NFX is going to be placing many more bets on network effects in the near future. The firm announced last week that it raised $275 million for its second fund, which it says is one of the largest ever for seed-round investing. NFX plans to use that to invest in about 50 early-stage startups, with room left over in the fund for follow-on investments.

“Our mission, really, is to find the next generation of these network-effect businesses,” Flint said.

Flint and his partners have experience with network effects

Flint knows first-hand the power of network effects. He was a founder of Trulia, an online real estate site that brought together people in the market for housing and those looking to rent or sell their properties. Like any so-called two-sided market, Trulia became more useful as more buyers and sellers, renters and landlords used it. The company was ultimately acquired by Zillow in 2015 for $2.5 billion.

His partners have also had experience with network effects. James Currier founded Tickle, a proto-social networking site that focused on personality tests and built up an audience of millions of users before being acquired by Monster, the popular career site. Gigi Levy-Weiss served as CEO of 888 Holdings, the operator of a collection of popular online gambling sites.

But Flint and his team have more than personal experience and hunches to go on, when it comes to the power of network effects. Their research indicates that some 70% of the value in technology companies as a whole has gone to those that have such a phenomenon at their center, he said. Meanwhile, many of the biggest initial public offerings this year have been of companies that benefit from network effects, he said, highlighting Uber, Lyft, Pinterest, and Zoom.

NFX’s focus on network effects “is born out from empirical research, as well as from just our own operating and founding experience,” Flint said.
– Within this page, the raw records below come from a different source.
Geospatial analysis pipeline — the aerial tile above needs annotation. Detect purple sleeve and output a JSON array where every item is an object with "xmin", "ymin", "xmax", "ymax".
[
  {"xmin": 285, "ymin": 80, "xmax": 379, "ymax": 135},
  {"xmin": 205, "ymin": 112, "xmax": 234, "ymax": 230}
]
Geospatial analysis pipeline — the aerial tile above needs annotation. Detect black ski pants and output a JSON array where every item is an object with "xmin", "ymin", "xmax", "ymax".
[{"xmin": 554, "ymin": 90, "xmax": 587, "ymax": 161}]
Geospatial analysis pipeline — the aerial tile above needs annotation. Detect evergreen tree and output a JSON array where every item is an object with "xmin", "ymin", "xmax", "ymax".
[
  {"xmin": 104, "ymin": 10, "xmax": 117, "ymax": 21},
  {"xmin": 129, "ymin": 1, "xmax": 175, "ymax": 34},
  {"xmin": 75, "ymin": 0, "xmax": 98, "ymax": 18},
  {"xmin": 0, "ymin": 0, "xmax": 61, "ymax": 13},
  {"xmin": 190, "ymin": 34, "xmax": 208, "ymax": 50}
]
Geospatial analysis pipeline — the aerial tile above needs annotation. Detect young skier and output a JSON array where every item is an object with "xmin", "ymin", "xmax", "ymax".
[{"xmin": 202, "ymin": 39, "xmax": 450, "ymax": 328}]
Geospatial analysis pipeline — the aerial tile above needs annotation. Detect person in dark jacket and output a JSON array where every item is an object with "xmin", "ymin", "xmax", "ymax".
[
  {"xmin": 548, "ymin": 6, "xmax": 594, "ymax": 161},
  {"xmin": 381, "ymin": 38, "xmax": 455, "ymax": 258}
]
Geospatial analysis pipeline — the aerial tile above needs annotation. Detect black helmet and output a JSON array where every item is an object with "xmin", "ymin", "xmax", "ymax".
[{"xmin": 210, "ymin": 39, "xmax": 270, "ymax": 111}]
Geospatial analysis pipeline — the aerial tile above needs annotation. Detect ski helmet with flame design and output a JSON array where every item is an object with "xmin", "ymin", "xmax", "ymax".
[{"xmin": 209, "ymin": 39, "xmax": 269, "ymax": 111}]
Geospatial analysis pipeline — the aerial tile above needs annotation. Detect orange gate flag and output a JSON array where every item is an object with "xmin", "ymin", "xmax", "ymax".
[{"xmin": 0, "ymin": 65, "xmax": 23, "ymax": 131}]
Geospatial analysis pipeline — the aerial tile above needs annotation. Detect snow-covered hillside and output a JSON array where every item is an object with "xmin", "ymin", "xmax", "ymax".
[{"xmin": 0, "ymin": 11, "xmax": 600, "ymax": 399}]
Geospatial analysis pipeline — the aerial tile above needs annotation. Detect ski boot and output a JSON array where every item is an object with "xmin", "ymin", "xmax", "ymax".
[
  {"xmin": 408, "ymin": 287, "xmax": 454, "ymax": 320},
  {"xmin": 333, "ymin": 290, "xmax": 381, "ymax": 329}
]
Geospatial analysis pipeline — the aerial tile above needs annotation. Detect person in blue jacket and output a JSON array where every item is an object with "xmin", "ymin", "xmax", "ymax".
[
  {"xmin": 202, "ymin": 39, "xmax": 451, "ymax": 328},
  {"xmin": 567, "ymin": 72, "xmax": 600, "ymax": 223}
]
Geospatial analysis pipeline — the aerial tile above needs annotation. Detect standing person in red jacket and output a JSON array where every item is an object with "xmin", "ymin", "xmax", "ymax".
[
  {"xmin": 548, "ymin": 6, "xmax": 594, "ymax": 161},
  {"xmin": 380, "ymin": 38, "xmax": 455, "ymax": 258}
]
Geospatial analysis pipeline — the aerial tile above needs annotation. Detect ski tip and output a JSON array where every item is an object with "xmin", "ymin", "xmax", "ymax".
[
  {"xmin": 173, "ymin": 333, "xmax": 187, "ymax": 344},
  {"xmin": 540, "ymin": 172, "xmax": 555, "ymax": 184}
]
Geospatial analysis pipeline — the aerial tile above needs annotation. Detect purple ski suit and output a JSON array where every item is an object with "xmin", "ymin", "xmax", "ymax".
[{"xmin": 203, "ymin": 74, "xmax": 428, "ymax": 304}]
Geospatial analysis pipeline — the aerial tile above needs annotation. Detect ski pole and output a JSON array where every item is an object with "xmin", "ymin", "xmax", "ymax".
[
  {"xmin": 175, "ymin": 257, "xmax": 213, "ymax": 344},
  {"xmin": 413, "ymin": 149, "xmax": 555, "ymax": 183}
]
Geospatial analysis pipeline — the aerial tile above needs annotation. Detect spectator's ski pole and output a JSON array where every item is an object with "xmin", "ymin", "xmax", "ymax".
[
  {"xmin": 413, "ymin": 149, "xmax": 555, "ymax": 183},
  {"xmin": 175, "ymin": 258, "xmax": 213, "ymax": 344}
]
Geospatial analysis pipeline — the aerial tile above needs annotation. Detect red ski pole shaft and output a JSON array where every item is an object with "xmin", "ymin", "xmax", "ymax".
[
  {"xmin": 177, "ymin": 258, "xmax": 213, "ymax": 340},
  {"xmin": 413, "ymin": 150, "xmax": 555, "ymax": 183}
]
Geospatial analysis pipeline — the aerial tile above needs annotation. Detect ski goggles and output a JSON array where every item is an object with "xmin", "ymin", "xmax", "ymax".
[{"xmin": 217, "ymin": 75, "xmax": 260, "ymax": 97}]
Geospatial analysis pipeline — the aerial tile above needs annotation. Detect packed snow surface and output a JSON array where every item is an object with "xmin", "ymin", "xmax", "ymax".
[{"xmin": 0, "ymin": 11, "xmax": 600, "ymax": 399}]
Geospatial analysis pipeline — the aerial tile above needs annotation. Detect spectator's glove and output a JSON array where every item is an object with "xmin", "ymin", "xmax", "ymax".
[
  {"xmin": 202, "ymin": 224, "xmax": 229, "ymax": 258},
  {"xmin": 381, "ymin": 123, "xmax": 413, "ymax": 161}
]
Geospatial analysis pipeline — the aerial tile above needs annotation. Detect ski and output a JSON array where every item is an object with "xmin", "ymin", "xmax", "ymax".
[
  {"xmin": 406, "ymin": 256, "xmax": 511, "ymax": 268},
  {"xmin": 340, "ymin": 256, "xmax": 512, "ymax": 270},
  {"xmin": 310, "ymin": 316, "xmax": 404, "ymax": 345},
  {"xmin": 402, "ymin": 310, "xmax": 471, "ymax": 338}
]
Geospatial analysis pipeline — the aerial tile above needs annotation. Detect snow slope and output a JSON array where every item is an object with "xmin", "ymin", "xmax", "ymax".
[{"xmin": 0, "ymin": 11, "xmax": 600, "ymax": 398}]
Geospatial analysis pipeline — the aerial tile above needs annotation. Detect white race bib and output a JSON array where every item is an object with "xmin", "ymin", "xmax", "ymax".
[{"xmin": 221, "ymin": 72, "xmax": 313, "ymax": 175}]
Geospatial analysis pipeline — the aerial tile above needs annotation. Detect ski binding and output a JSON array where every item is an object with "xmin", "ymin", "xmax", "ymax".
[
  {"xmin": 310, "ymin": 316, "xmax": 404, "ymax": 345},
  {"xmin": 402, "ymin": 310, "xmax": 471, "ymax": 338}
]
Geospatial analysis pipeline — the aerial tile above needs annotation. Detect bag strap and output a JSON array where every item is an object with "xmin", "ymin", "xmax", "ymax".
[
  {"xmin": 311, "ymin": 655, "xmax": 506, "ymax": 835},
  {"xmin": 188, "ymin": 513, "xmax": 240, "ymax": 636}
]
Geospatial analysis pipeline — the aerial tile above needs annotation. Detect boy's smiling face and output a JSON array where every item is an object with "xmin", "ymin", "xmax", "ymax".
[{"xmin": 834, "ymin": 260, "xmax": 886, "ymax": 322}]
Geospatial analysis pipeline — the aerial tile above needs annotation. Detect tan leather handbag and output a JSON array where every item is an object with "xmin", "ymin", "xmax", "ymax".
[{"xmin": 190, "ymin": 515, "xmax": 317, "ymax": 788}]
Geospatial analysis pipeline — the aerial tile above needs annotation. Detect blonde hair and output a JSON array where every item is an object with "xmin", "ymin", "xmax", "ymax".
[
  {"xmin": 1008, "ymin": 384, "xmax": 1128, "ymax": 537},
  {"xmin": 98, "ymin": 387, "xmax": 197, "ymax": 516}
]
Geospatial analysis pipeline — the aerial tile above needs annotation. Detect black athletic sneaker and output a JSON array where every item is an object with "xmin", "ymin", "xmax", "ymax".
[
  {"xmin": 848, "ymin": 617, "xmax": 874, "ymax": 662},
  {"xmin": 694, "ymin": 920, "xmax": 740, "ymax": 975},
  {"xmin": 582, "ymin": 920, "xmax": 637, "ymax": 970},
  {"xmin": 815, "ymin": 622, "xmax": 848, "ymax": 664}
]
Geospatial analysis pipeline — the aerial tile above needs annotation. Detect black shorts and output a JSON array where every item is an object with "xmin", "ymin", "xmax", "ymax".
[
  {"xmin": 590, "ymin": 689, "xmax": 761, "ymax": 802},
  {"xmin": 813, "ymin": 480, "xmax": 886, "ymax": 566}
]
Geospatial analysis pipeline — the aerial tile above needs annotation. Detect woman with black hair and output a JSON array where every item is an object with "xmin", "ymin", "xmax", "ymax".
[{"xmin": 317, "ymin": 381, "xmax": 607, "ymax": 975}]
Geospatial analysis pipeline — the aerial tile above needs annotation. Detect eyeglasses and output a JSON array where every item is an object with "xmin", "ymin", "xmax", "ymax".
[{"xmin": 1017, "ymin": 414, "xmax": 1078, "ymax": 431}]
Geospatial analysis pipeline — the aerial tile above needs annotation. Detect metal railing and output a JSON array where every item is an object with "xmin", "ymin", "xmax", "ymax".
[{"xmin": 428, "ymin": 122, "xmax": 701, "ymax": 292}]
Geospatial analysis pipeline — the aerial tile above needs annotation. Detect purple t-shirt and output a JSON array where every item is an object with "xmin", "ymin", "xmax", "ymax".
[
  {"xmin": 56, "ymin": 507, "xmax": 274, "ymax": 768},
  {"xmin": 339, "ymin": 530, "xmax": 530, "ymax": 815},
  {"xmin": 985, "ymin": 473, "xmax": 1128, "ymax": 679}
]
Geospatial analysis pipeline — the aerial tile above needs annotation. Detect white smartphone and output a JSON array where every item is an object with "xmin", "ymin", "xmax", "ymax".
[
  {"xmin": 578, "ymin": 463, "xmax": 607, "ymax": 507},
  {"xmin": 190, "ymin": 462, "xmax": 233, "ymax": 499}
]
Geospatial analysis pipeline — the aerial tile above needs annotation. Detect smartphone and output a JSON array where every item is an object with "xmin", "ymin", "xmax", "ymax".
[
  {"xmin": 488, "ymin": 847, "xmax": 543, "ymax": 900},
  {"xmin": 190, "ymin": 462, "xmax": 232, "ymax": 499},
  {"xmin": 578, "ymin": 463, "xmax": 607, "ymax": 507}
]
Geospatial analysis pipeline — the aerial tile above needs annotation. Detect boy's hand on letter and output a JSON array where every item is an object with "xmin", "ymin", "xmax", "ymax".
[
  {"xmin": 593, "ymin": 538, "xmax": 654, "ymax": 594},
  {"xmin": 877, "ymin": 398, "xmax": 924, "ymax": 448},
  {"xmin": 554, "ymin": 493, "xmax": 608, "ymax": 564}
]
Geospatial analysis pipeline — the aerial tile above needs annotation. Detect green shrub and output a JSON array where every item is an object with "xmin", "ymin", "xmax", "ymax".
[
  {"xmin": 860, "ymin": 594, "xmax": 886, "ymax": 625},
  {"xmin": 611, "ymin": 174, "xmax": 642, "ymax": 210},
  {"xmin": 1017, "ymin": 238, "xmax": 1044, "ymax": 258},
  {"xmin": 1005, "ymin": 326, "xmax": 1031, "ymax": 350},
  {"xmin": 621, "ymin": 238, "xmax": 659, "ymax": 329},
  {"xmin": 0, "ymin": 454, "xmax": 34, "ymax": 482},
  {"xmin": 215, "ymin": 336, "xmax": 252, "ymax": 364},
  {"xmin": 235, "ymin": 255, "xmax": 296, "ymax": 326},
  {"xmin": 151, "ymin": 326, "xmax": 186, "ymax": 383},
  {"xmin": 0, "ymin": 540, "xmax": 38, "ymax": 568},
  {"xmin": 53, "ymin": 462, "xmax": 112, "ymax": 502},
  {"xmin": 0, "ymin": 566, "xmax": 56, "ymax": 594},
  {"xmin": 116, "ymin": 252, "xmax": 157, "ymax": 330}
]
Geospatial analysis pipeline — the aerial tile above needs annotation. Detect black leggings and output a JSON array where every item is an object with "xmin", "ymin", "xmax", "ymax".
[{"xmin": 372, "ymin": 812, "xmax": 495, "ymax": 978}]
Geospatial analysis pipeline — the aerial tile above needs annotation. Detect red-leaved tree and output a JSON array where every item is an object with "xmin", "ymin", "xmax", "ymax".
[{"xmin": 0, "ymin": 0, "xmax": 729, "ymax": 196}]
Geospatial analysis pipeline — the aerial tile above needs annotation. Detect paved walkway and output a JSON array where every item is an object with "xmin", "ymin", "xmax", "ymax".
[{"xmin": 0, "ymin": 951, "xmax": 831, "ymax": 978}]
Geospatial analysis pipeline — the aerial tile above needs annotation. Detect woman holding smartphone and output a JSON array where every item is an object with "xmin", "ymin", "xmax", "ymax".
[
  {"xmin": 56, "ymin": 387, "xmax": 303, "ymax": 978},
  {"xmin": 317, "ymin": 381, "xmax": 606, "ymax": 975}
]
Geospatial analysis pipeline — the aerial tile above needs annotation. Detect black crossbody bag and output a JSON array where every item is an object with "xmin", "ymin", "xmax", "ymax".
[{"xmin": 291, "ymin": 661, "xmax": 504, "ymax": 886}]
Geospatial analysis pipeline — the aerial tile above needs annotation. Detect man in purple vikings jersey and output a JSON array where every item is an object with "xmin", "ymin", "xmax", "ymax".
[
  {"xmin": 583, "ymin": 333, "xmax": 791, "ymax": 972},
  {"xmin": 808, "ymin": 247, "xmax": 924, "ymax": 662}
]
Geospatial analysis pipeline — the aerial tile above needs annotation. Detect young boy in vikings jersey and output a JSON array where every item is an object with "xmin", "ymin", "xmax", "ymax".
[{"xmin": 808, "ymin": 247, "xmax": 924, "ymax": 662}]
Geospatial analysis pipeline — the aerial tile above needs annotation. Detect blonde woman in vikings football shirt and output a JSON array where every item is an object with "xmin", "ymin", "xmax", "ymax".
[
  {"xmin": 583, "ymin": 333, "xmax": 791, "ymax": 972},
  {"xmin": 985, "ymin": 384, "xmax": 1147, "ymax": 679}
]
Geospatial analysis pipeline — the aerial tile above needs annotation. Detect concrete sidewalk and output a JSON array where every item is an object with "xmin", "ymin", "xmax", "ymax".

Read this: VC investor explains how he finds surprising startups by focusing on the founders’ opinions instead of their initial product idea

NFX looks for ‘interesting’ markets and teams

Part of what he and his team like about such companies is that, by their nature, they tend to be efficient with capital. In many cases, they can grow without having to spend a lot of money on marketing and branding; potential customers find out about them by word-of-mouth.

What’s also attractive about them is that they can weather economic downturns better than other companies and often emerge stronger afterword, he said. That was the case with Facebook and the Great Recession and Google with the dot-com bust, he said.

“Fundamentally, we love the nature of these network-effect businesses,” Flint said. He continued: “We fundamentally can see opportunity in a recession for our companies to take market share.”

Of course, it can be easy to see once companies develop which ones benefit from network effects. It can be a much more difficult when startups are earlier in their life cycle. And that’s the challenge that faces Flint and NFX. The firm invests in nascent companies, ones that range from little more than an idea to a few million dollars in revenue.

But even there Flint and his team are open. They’ll invest both in companies that have a clear network effect opportunity and in ones that are seeking help finding one.

In trying to pick which ones to fund, they look for “really interesting markets, really interesting teams that have identified a unique need or identified a unique way to scale that business,” he said.